I’m asking myself questions and often I go off on a tangent, but that’s my purpose. My method of jogging my memory before it all fades.
For me, as I was not made to do any chores, it was mostly math. I truly disliked math homework. Somehow my brain had to work so much harder when there were numbers involved. It didn’t appeal to me and didn’t come naturally to me the way words do.
I hated doing math corrections and re corrections as primary school kid with overly strict teachers.
I did feel a sense of pride when I got an A1 in the subject for O levels thanks to my own Papa’s untiring efforts. The best way he taught was fractions using Cadbury chocolate. And yes we ate the teaching devices.
I also hated second language and any homework related to it. The majority of Tamil teachers were abusive and poked fun at us for not being competent and having in their view, weird accents. If they did what they did today they would have criminal records. That’s all I will say right now about the abuse as it’s an unpleasant draining thing to write about and basically relive. Being a witness to abuse was horrible too. My heart aches for my classmates who were boys who got it the worst.
It was definitely not so much the language which can be complex and beautiful, but the teachers who made us feel fear and shame.
This is because when it was taught (language of instruction) as part of Sunday religious class we enjoyed it.
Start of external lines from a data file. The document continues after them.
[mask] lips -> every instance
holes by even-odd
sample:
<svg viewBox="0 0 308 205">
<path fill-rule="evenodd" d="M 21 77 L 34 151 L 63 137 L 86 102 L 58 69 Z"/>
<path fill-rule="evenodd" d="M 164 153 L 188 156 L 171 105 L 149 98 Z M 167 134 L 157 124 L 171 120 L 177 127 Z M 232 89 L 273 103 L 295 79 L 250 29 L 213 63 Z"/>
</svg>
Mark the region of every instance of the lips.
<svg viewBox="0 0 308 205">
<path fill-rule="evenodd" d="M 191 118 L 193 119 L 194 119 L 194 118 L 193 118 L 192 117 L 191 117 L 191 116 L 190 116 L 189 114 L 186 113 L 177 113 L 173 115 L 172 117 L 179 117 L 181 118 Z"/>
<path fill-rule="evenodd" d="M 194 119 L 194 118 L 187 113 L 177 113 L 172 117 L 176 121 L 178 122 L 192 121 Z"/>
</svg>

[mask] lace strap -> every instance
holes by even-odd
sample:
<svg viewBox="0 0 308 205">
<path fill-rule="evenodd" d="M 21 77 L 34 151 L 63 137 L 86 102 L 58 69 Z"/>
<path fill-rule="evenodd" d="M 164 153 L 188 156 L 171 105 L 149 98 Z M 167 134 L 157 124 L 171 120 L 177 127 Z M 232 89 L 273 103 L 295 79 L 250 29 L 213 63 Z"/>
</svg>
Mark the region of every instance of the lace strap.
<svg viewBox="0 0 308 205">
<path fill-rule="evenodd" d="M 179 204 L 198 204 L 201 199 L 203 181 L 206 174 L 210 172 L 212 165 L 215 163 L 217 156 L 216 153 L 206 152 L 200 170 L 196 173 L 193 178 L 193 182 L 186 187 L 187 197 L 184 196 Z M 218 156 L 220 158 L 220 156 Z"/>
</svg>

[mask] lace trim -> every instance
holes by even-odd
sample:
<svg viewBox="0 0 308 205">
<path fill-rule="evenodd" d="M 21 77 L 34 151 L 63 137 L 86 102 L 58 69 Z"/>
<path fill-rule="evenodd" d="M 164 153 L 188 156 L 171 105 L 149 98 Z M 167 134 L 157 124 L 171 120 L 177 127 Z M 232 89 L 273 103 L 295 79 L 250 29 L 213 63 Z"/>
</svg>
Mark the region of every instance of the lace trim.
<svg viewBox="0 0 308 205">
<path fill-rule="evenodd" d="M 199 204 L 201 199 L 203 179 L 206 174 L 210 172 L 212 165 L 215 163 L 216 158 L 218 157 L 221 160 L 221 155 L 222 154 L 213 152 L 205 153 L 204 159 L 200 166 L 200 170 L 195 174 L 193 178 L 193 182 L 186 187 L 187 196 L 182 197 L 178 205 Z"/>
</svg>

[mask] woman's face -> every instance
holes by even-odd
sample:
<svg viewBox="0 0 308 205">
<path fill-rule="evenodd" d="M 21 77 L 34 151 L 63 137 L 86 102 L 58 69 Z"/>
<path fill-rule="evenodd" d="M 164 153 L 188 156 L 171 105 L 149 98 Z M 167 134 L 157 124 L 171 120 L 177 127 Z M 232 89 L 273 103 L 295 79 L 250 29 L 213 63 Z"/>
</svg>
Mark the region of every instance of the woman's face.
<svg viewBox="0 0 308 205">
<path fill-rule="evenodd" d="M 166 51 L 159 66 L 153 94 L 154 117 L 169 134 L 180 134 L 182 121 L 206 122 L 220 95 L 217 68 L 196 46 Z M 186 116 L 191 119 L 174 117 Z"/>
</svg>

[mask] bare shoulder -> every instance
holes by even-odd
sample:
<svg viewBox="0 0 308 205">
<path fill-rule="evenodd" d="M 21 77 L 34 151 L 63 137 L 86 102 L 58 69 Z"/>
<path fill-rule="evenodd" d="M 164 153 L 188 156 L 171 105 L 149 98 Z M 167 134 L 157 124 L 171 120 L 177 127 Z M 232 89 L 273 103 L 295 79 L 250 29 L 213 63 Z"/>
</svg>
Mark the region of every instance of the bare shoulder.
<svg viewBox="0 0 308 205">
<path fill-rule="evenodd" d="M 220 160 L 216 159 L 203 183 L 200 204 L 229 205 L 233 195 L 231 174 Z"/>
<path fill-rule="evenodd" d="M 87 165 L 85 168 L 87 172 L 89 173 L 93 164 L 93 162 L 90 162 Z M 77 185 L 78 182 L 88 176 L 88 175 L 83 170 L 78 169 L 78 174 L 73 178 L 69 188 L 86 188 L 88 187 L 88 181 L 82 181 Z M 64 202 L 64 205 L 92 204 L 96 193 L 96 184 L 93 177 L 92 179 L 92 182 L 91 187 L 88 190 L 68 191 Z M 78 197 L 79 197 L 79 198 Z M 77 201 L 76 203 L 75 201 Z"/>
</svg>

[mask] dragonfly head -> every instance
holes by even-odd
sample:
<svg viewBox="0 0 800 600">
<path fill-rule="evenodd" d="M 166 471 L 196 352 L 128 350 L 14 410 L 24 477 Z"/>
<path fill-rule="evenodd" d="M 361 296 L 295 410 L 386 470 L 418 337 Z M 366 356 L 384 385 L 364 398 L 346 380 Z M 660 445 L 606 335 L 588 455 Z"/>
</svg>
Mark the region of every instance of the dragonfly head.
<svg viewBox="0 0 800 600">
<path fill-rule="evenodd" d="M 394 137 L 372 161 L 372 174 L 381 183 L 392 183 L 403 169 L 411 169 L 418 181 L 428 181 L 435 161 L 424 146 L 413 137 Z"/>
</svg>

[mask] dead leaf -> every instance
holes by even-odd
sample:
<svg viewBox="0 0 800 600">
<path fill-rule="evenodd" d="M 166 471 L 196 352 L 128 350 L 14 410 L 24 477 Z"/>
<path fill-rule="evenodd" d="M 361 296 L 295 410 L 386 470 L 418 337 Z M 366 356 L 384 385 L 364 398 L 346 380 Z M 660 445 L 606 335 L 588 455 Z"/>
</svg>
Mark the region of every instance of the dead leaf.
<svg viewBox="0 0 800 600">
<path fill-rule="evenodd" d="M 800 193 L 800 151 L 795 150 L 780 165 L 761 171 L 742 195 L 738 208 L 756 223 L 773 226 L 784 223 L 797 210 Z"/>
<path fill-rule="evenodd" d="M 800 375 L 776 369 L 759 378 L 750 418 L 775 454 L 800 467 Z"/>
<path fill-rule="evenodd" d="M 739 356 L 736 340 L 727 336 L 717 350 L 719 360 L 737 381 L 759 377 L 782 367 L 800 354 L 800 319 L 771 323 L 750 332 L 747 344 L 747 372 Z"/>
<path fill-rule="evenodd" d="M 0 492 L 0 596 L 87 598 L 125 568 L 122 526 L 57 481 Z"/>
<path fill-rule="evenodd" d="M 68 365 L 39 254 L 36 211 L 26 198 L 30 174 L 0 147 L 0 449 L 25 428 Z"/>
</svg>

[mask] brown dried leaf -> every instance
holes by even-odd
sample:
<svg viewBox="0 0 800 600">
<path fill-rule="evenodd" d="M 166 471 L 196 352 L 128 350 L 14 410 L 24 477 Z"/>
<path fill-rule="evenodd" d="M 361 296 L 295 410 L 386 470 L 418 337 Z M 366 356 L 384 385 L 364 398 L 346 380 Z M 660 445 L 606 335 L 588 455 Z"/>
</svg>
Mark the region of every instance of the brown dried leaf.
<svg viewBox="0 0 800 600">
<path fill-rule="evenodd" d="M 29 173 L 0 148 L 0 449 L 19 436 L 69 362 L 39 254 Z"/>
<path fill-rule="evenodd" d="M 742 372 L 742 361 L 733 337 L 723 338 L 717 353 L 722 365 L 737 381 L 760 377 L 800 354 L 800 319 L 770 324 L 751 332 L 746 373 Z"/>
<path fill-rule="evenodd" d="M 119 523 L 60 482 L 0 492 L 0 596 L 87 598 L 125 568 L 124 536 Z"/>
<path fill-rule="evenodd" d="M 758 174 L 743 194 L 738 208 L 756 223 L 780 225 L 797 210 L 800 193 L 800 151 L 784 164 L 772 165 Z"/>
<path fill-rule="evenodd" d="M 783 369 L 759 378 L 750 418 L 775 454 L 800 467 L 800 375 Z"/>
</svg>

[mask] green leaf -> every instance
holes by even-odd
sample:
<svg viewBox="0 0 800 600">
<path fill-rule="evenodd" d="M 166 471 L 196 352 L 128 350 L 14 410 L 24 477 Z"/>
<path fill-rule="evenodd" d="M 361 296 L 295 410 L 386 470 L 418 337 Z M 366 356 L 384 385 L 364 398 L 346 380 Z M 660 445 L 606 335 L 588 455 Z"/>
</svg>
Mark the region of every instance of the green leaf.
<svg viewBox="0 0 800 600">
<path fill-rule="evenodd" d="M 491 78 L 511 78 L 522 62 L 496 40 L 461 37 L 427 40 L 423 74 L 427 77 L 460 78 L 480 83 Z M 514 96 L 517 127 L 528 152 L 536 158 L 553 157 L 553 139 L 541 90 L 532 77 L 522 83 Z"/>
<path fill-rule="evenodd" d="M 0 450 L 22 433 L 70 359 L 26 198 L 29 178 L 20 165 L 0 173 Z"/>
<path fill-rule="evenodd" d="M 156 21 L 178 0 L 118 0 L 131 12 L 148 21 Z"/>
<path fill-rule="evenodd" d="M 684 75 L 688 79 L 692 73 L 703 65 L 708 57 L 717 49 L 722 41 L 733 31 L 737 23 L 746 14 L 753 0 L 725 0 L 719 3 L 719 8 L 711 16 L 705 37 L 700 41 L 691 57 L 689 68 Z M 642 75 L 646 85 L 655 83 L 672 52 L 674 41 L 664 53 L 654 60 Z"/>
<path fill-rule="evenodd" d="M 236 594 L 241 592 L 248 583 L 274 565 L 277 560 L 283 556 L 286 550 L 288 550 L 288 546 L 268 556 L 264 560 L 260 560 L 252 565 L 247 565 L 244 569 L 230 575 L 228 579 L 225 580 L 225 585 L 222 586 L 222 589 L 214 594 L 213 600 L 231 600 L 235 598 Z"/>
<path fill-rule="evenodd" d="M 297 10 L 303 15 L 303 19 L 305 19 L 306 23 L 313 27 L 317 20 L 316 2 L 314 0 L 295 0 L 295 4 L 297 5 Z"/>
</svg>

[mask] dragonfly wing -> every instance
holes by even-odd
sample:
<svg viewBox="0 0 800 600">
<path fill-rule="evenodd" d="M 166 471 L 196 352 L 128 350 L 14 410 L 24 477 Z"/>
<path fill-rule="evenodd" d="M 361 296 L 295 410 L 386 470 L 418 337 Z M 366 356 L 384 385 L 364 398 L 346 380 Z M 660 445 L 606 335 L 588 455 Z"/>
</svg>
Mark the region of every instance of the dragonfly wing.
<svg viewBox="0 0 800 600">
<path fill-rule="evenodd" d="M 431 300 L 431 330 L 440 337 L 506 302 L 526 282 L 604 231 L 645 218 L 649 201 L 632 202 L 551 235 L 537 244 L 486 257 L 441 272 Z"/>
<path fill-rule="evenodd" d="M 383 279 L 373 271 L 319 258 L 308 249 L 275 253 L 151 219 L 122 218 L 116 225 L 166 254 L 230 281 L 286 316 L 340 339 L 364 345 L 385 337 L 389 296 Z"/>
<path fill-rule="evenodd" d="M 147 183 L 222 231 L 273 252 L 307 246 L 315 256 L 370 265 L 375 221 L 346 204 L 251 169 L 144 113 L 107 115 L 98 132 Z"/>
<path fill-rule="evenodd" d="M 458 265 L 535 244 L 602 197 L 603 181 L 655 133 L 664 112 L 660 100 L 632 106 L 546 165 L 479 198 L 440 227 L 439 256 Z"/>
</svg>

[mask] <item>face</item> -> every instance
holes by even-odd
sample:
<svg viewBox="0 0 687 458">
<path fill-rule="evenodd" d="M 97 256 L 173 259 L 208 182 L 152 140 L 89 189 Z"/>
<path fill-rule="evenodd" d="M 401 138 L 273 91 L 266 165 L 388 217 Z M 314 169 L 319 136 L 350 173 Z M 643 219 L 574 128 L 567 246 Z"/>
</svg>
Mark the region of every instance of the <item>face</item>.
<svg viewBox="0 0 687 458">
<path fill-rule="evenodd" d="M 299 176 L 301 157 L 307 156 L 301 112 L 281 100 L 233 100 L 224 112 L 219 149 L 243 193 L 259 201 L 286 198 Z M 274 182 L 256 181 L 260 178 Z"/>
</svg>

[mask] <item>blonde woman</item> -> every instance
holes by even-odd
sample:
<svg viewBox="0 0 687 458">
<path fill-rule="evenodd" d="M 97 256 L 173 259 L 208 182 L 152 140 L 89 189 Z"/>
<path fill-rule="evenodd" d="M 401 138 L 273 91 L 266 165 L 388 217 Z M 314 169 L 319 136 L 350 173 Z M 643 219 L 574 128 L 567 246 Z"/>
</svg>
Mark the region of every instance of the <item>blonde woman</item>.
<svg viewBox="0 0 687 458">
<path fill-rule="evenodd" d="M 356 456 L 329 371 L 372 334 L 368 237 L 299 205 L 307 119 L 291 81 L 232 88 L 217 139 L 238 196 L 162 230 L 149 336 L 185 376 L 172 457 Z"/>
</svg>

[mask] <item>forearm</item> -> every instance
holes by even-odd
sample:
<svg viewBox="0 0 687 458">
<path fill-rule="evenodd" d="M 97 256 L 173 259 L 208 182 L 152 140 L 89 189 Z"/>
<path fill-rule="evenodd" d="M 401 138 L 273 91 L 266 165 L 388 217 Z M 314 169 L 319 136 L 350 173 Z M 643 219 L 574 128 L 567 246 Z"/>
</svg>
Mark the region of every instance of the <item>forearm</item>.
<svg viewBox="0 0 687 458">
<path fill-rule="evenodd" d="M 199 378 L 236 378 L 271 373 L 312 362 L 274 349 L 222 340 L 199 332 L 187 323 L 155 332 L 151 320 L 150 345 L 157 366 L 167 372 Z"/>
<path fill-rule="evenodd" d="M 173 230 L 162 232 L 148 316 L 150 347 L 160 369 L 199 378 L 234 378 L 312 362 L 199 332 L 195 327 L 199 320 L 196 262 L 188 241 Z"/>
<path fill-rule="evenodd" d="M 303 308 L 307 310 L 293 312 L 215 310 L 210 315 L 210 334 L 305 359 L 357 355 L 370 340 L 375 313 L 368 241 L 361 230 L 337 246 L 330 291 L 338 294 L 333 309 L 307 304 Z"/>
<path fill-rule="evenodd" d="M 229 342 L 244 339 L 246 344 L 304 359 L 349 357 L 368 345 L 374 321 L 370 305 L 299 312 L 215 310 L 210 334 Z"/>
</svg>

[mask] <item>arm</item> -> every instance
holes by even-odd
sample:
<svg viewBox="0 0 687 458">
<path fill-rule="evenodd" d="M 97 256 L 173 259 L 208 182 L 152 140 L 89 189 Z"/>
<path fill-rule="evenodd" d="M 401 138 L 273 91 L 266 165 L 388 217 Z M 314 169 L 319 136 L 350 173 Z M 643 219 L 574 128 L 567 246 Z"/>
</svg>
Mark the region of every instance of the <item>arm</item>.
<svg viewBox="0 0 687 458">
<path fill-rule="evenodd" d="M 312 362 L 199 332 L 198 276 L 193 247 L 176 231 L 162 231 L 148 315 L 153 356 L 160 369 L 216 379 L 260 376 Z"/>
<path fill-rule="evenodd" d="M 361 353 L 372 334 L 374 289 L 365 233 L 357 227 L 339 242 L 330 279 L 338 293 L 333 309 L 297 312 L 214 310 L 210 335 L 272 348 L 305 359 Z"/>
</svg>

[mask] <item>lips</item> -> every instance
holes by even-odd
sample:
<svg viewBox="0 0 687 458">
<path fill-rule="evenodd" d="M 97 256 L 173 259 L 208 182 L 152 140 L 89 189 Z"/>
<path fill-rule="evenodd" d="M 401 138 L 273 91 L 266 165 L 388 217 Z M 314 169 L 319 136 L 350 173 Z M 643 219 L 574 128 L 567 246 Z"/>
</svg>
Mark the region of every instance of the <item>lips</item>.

The teachers were caring and praised us for good penmenship. They also let us play and have fun and it wasn’t regimental.
I find that schools never reward kind teachers and all the politics makes these brilliant wonderful souls leave the profession. Children then were left in the charge of many devilish ones who didn’t truly love children and were in fact sadistic.
Generally my teachers in secondary school (girls’ school) were a world apart and instilled a love of learning. So it really depends on your luck and when you were born. I think teachers these days have rules and laws to abide that are protective of children, as it should be. I will always advocate for more when it comes to the rights of children.